Felizmente, o Minho melhorou nestes últimos anos as taxas de execução dos fundos europeus, o que nos permitiu usufruir de elevados investimentos em diferentes áreas, como infraestruturas, agricultura, investigação, apoio social. Isto representa um reforço evidente de condições de desenvolvimento e melhor qualidade de vida para as populações.
Nem sempre temos consciência que, por exemplo, as estradas por onde passamos, a água que bebemos, a erradicação das lixeiras a céu aberto, os sistemas de tratamento resíduos e de águas residuais, os lares disponíveis para a melhor assistência aos mais idosos, as creches e as escolas construídas, a formação profissional e as bolsas dos estudantes, assim como os centros de saúde e hospitais, são maioritariamente financiados por fundos europeus.
O Minho é o território com a maior diversidade concentrada do mundo. Temos aqui excelentes empresas e empresários, que se destacam no actual esforço de reindustrialização do país e de reequilíbrio da sua balança comercial, conforme reconhecidamente se comprova pelos resultados de sucesso dos sectores têxtil e calçado no mercado externo.
Beneficiamos da presença e do trabalho de grandes autarcas e de instituições de ensino superior de excelência, que têm conquistado vários prémios mundiais e assumem um papel cada vez activo e impulsionador no processo de desenvolvimento, não só da nossa sociedade, mas também da nossa economia, tendo em vista um crescimento mais inteligente, sustentável e inclusivo, conforme aponta a Estratégia Europa 2020.

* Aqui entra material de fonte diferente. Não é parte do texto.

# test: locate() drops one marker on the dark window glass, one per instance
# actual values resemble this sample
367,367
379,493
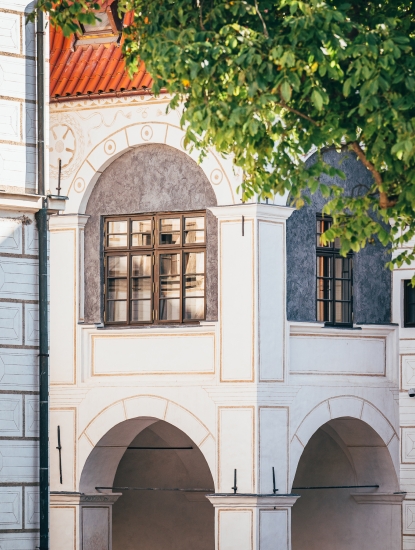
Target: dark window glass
155,268
409,304
334,280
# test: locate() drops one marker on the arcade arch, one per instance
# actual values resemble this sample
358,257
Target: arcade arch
150,453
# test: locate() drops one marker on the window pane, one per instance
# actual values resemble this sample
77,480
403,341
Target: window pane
170,231
169,310
141,226
194,223
170,224
169,238
170,287
141,310
194,237
409,303
410,314
141,239
342,290
141,266
195,285
141,288
115,241
324,289
117,227
116,311
322,226
117,289
117,266
141,230
194,308
194,262
169,264
324,266
342,268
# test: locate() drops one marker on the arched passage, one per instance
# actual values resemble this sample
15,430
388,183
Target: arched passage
345,452
147,452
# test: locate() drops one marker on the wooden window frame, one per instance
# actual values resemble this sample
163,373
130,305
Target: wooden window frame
332,251
155,249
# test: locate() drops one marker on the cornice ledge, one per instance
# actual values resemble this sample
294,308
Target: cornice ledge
378,498
253,500
265,212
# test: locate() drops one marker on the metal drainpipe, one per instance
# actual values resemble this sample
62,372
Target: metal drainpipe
42,225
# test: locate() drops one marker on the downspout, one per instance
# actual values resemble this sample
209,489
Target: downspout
42,225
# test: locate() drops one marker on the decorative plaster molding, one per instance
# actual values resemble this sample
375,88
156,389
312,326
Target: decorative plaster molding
379,498
253,500
103,101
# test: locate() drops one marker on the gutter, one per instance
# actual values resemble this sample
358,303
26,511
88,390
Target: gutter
105,95
42,224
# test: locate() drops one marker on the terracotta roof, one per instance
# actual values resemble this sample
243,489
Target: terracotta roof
78,69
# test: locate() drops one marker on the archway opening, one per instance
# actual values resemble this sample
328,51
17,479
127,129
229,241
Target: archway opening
147,453
346,452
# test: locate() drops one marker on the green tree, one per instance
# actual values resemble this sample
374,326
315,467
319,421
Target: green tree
266,81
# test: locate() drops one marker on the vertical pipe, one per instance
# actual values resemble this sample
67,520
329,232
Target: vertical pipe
40,83
41,218
43,380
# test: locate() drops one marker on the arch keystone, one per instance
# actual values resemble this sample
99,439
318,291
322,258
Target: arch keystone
105,421
145,406
187,422
345,406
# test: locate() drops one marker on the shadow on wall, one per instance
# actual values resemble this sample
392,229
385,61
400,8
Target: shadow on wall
163,520
345,451
371,280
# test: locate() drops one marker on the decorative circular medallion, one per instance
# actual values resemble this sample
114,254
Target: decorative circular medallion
146,132
79,185
110,147
216,176
66,143
182,144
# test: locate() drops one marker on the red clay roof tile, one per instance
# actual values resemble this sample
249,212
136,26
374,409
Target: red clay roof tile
78,69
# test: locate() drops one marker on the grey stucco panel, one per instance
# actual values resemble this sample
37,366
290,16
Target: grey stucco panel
151,178
371,280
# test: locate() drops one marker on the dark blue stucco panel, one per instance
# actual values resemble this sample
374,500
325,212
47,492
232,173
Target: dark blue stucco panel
371,280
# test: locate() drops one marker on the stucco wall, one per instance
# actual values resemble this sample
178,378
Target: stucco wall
371,280
151,178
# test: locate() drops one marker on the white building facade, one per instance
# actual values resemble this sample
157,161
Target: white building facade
247,389
19,518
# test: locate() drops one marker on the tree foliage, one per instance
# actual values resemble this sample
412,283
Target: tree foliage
266,81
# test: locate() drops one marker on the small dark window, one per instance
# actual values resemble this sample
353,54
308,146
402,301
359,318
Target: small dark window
155,268
334,280
409,304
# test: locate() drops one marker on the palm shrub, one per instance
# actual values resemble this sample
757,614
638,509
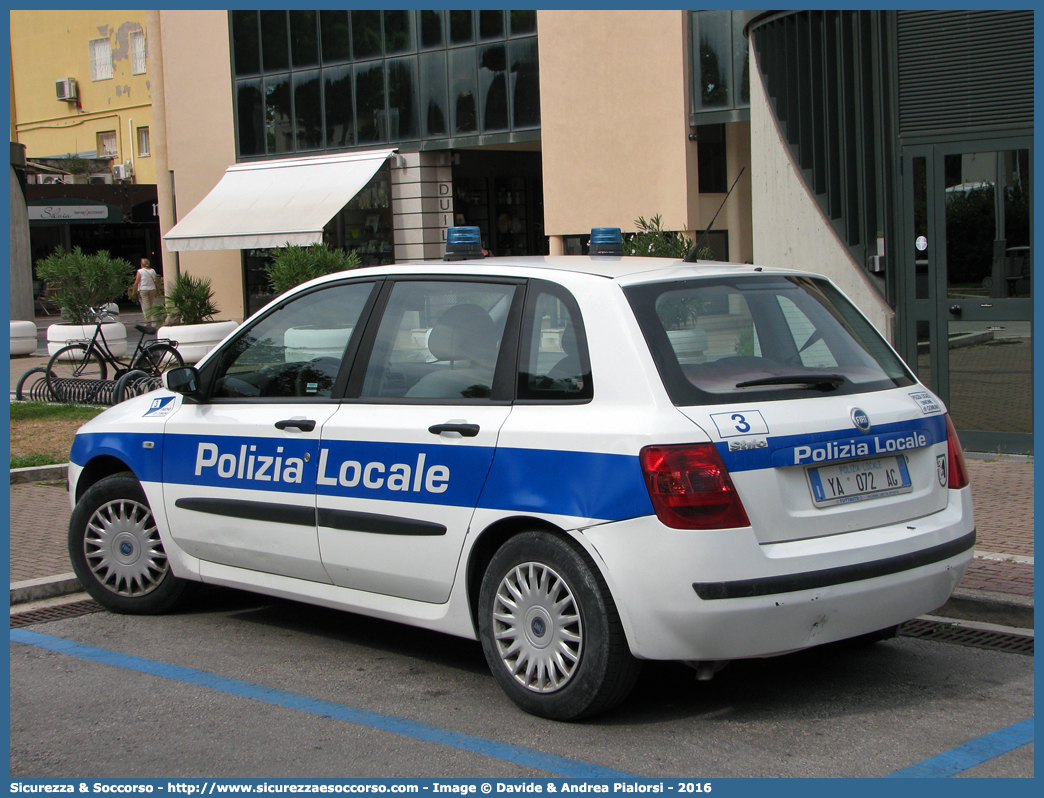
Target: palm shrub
84,281
189,301
299,264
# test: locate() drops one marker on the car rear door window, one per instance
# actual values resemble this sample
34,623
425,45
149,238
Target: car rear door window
761,337
297,350
554,365
439,341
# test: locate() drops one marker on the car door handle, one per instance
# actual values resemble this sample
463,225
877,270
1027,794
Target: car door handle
467,430
305,425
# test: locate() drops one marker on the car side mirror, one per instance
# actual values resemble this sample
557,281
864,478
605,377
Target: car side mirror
183,380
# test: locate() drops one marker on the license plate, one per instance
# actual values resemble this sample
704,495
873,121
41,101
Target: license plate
859,480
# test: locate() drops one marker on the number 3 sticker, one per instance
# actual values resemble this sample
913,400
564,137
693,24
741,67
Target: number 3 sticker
739,423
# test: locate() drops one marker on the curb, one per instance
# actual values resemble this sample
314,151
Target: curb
46,587
989,607
37,473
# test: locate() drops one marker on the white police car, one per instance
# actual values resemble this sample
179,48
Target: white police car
583,462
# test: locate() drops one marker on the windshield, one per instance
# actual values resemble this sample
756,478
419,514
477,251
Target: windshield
761,337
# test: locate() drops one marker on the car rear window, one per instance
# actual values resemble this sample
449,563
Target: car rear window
761,337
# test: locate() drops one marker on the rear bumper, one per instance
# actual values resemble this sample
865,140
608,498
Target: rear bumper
718,594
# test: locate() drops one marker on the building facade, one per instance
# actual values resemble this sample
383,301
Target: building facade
902,145
515,121
81,107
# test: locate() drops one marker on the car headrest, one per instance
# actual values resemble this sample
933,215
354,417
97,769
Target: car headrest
464,332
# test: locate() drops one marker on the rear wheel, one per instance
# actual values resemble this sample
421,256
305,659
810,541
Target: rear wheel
73,361
158,358
116,550
550,631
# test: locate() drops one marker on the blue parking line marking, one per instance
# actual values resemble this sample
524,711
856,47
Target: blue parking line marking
971,753
558,765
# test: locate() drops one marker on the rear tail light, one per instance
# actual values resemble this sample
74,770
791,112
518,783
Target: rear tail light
955,466
690,488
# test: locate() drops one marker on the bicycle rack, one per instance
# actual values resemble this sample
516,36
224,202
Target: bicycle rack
84,391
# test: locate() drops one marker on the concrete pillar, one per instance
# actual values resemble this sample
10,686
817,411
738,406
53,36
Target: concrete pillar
422,204
21,252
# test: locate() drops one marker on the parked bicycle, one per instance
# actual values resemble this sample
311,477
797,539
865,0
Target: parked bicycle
90,359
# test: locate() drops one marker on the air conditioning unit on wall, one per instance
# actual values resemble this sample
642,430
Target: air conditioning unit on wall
66,88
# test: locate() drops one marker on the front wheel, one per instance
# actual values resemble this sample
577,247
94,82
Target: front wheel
158,358
73,361
550,630
116,550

A UE é um espaço sem fronteiras, de oportunidades e desafios, que se distingue pela qualidade de vida, na valorização dos direitos humanos, sociais e ambientais, mas onde queremos mais partilha e solidariedade. Uma Europa mais forte terá de significar um melhor Portugal.
Estou certo que vamos conseguir. Vamos cumprir com Portugal e com o Minho. As sinergias das forças da nossa terra vão levar-nos ao sucesso. Da minha parte, mantenho o meu compromisso, que é também uma obrigação: dar o máximo ‘Pela Nossa Terra’, ajudar a que o Minho seja cada vez mais forte.